Damien Manivel débute sa carrière en tant que danseur avant de se tourner vers le cinéma. Après des études au Fresnoy, il réalise plusieurs courts-métrages remarqués dont La Dame au chien récompensé du Prix Jean Vigo. Depuis 2014, il a produit et réalisé quatre longs-métrages présentés dans des festivals majeurs (Cannes, Locarno, Venise, San Sebastian...). Avec Les Enfants d’Isadora, sélectionné en compétition internationale au festival de Locarno, Damien Manivel réalise son premier film sur la danse.
Ce film a toujours trotté dans la tête du réalisateur Damien Manivel, mais il ne se sentait pas prêt. "C’est un sujet qui m’est cher et ça m’a pris du temps pour trouver la bonne approche. J’ai commencé par faire des films où la danse est présente de façon souterraine, en observant les gestes de mes acteurs avec la même attention que s’ils dansaient. Et puis, il y a eu la rencontre d’Isadora Duncan qui a déclenché ce nouveau film. Nous avons commencé par faire des essais avec Agathe Bonitzer et une amie chorégraphe, Aurélie Berland. Un jour, au cours d’une improvisation, Agathe a fait un geste très lent, comme un adieu, bras tendu. Aurélie s’est tournée vers moi et m’a dit que ce geste lui rappelait le solo « La Mère » d’Isadora Duncan. Elle m’a alors appris la mort tragique de ses deux enfants d’où cette danse tire son origine et j’ai écouté la musique de Scriabine qui m’a touché. J’ai tout de suite compris que j’avais trouvé là le point d’ancrage, la source à partir de laquelle je pourrais construire un récit à la fois personnel et ample."
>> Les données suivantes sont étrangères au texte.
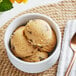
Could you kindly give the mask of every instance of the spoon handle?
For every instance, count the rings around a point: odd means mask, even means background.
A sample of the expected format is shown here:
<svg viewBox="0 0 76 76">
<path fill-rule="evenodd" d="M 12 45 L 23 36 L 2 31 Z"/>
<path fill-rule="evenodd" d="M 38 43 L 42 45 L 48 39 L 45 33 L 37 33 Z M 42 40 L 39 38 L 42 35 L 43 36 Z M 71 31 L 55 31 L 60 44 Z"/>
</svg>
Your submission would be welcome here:
<svg viewBox="0 0 76 76">
<path fill-rule="evenodd" d="M 73 64 L 75 62 L 75 59 L 76 59 L 76 52 L 74 52 L 74 54 L 73 54 L 72 60 L 71 60 L 71 62 L 69 64 L 69 66 L 68 66 L 68 69 L 67 69 L 67 71 L 65 73 L 65 76 L 69 76 L 69 73 L 70 73 L 70 71 L 72 69 L 72 66 L 73 66 Z"/>
</svg>

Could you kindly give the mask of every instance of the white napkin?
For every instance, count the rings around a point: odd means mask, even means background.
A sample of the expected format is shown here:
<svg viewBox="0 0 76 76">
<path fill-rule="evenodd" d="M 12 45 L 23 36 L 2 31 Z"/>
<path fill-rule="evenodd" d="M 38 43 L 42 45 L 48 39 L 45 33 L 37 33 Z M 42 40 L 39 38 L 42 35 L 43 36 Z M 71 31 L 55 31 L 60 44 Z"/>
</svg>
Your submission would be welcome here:
<svg viewBox="0 0 76 76">
<path fill-rule="evenodd" d="M 57 76 L 64 76 L 73 56 L 73 51 L 69 46 L 69 42 L 76 32 L 76 20 L 70 20 L 65 27 L 64 38 L 62 42 L 61 55 L 59 59 Z M 76 60 L 69 76 L 76 76 Z"/>
</svg>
Selon Damien Manivel, il y a une démesure chez Isadora Duncan, quelque chose de plus grand que nature, une exigence artistique folle et en même temps une injonction constante à être toujours plus libre. "Comme le dit Marika dans le film : « Tu dois trouver ta propre danse ». Il faut travailler avec ce paradoxe apparent : traiter son art avec toute l’admiration qu’il suscite, mais avoir une vision personnelle. Assez vite, par exemple, il m’est apparu qu’il fallait éviter toute mimique – il ne s’agit pas ici de danser comme Duncan le faisait en 1921, en portant d’amples tuniques grecques – mais d’observer concrètement cette danse qui, comme en surimpression, se déploie dans des corps contemporains. D’autre part, ma finalité étant le cinéma, je ne filme jamais le solo comme une forme achevée mais comme une danse en travail, à l’état d’esquisse, comme un croquis de gestes qui apparaissent sur l’écran nous dévoilant l’intériorité de ces femmes et le rapport que chacune entretient au sentiment maternel. Après la perte de ses enfants, Isadora n’a eu de cesse d’essayer de fonder son école, c’était le grand rêve de sa vie. Avec ce film, j’essaye par l’imaginaire de poursuivre cette filiation."